Артём пожал плечами ещё раз. Кивнуть и согласиться он заставить себя не мог. Его не оставляло чувство, что с ним обходятся, как с отработанным материалом. Сейчас, когда он выполнил свою основную задачу – сообщить об опасности, взрослые взяли на себя всё остальное, а его просто отодвигают в сторону, чтобы он не путался под ногами.
- Вот и отлично, - заключил сталкер. – Жди нас к утру. Мы прямо сейчас и двинемся, чтобы не тратить времени зря. По поводу еды и ночлега мы с Аркадием Семёновичем всё обсудим, он тебя не обидит. Всё, вроде... Нет, не всё, - он полез в карман и извлёк оттуда тот самый окровавленный листок бумаги, на котором был план и пояснения. – Возьми, я себе его срисовал, кто знает, как повернётся. Не показывай только никому...
Мельник и Третьяк ушли меньше, чем через час, коротко переговорив перед этим с начальником станции. Аккуратный Аркадий Семёнович тут же проводил Артёма к его палатке, и, пригласив поужинать с ним позже вечером, оставил отдыхать.

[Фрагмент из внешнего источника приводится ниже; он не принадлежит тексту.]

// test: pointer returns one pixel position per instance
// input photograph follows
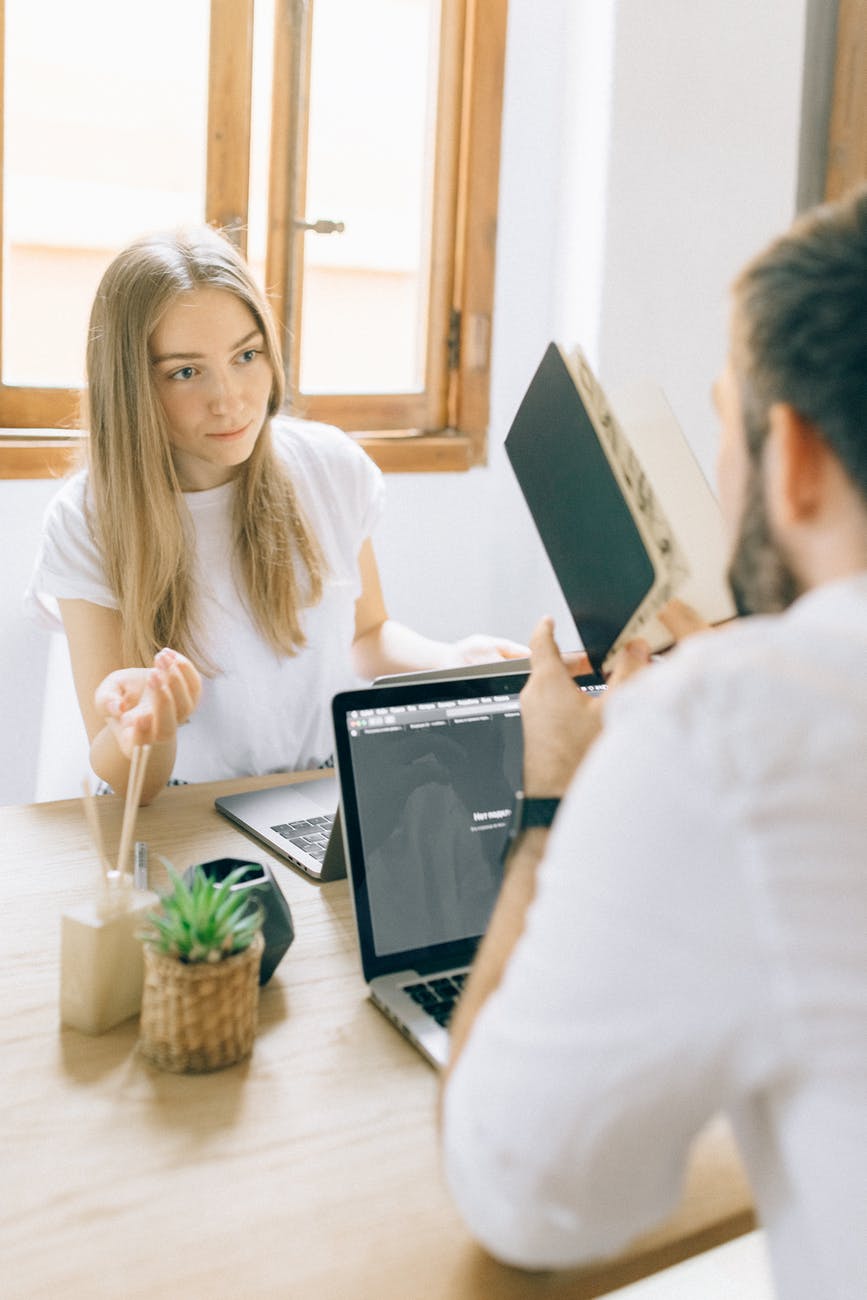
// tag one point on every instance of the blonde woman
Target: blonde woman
(212, 563)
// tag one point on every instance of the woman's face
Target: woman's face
(213, 380)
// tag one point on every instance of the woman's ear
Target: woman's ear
(796, 463)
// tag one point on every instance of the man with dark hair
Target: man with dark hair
(692, 935)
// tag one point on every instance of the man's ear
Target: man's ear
(796, 464)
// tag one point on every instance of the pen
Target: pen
(139, 869)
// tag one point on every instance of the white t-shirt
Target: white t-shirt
(697, 943)
(263, 711)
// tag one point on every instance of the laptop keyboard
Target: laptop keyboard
(437, 996)
(310, 836)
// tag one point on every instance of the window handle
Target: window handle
(321, 228)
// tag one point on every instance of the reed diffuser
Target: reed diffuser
(100, 954)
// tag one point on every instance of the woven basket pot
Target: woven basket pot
(202, 1015)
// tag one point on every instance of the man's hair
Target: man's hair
(137, 512)
(801, 330)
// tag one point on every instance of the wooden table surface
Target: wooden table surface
(311, 1170)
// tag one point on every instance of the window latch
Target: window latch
(321, 228)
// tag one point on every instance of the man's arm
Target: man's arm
(559, 726)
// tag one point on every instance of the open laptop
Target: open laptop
(297, 822)
(428, 775)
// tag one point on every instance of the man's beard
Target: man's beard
(759, 575)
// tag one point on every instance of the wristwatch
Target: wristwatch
(528, 813)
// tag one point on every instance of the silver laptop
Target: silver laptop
(297, 822)
(428, 775)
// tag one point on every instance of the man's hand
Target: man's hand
(559, 720)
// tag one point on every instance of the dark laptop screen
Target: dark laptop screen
(428, 778)
(434, 784)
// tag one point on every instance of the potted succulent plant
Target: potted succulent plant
(202, 954)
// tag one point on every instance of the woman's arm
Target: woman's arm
(384, 646)
(122, 706)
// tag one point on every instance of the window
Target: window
(351, 151)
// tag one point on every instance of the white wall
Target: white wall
(647, 150)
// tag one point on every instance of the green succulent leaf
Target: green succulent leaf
(204, 922)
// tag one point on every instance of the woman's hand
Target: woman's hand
(146, 706)
(484, 649)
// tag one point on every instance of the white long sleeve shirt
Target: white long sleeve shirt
(697, 943)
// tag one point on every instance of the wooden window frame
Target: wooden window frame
(33, 442)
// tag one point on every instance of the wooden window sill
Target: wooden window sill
(51, 454)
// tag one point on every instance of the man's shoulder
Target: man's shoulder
(762, 683)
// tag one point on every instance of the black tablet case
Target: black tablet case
(586, 527)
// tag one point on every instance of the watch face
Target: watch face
(533, 811)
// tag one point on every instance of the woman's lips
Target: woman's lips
(230, 434)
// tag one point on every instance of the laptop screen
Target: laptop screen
(428, 776)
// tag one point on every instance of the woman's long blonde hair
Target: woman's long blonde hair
(138, 514)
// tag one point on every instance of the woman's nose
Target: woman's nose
(225, 393)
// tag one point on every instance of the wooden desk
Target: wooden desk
(308, 1171)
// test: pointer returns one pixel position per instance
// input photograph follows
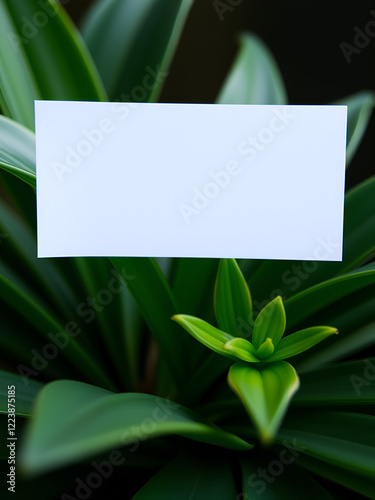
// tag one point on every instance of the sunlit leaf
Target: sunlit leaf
(96, 420)
(297, 342)
(232, 300)
(270, 323)
(265, 393)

Палатка для гостей стояла чуть на отшибе, и хотя она и содержалась в прекрасном состоянии, Артём с самого начала почувствовал себя в ней очень неуютно. Он выглянул наружу и снова убедился, что остальные жилища жались друг к другу, и все они были разбиты по возможности далеко от входа в туннели. Сейчас, когда сталкер ушёл и Артём оставался один на незнакомой станции, то тягостное ощущение, которое наполнило его вначале, вернулось. На Киевской всё же было страшно – просто страшно, без каких-либо видимых причин. Уже становилось поздно, и голоса детей затихали, а взрослые обитатели станции всё реже выходили из палаток. Разгуливать по платформе Артёму совсем не хотелось. Перечитав ещё трижды взятое у умирающего Данилы письмо, он не вытерпел и на полчаса раньше оговоренного времени отправился к Аркадию Семёновичу на ужин.
Предбанник служебного помещения был сейчас превращён в кухню, где орудовала симпатичная девушка чуть старше Артёма. На большой сковороде тушилось мясо с какими-то корешками, рядом отваривались белые клубни, которыми их угощала и жена Антона. Сам начальник станции сидел рядом на табурете и листал растрёпанную книжонку, на обложке которой красовалось изображение револьвера и женских ног в чёрных чулках. Увидев Артёма, Аркадий Семёнович смущённо отложил книгу в сторону.